Emily has been teaching for four years at Garrett Elementary in the Hazelwood School District

HAZELWOOD, Mo. — She called herself a walking cliché right off the bat.

Her words, not mine.

And I have to say, I don’t agree.

“It’s going to sound cliché,” she said. “But, I’ve always wanted to be a kindergarten teacher because of my kindergarten teacher.”

And Emily Rudolph was made for the job.

Her energy, even on a Zoom interview, is impressive.

She’s excited to answer each of my questions and she’s incredibly expressive.

Emily has been teaching for four years at Garrett Elementary in the Hazelwood School District.

Right now, she’s alone in the classroom. Due to the pandemic, she met her students for the first time online and teaches them virtually every day.

“I have as much energy as them and we just make an awesome duo. We're just trying to engage each other and give them the love of learning because kindergarten is the stepping stone of learning.”
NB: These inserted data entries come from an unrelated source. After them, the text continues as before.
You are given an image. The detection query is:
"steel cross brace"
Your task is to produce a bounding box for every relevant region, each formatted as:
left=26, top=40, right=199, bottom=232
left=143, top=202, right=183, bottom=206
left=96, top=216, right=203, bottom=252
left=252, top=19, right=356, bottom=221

As for kindergarten during COVID-19, Emily said technology knowledge has been a hurdle for everyone. Plus, there’s that attention span. That’s when Emily’s boundless energy comes in.

“Some of them, yes, they’re getting distracted and bored because they're on a virtual computer but it helps that I have a lot of energy. I'm up, I'm dancing. I'm doing whatever they're doing to just keep that engagement together,” she said.

Now back to her cliché claim.

Emily says her career path was inspired by Linda Goldman, her kindergarten teacher at Sorrento Springs Elementary School in Chesterfield.

“The way she did everything. I mean, even when she said your name.  She wasn’t above you. She knelt down and was with you, instead of above you, which I really respected. Now, I’ve done that with my own students.  Whenever they come in, I’m not above them. I’m with them. I kneel down and we’re on the same wavelength,” Emily said.

Twenty years later, Emily reconnected with Ms. Goldman.

“When I graduated college, I actually called her… I told her that she was my role model.”

Emily said Ms. Goldman remembered her, her siblings and her parents.

One educator passing on the love of learning to the next generation.

I think the world could use more self-proclaimed clichés.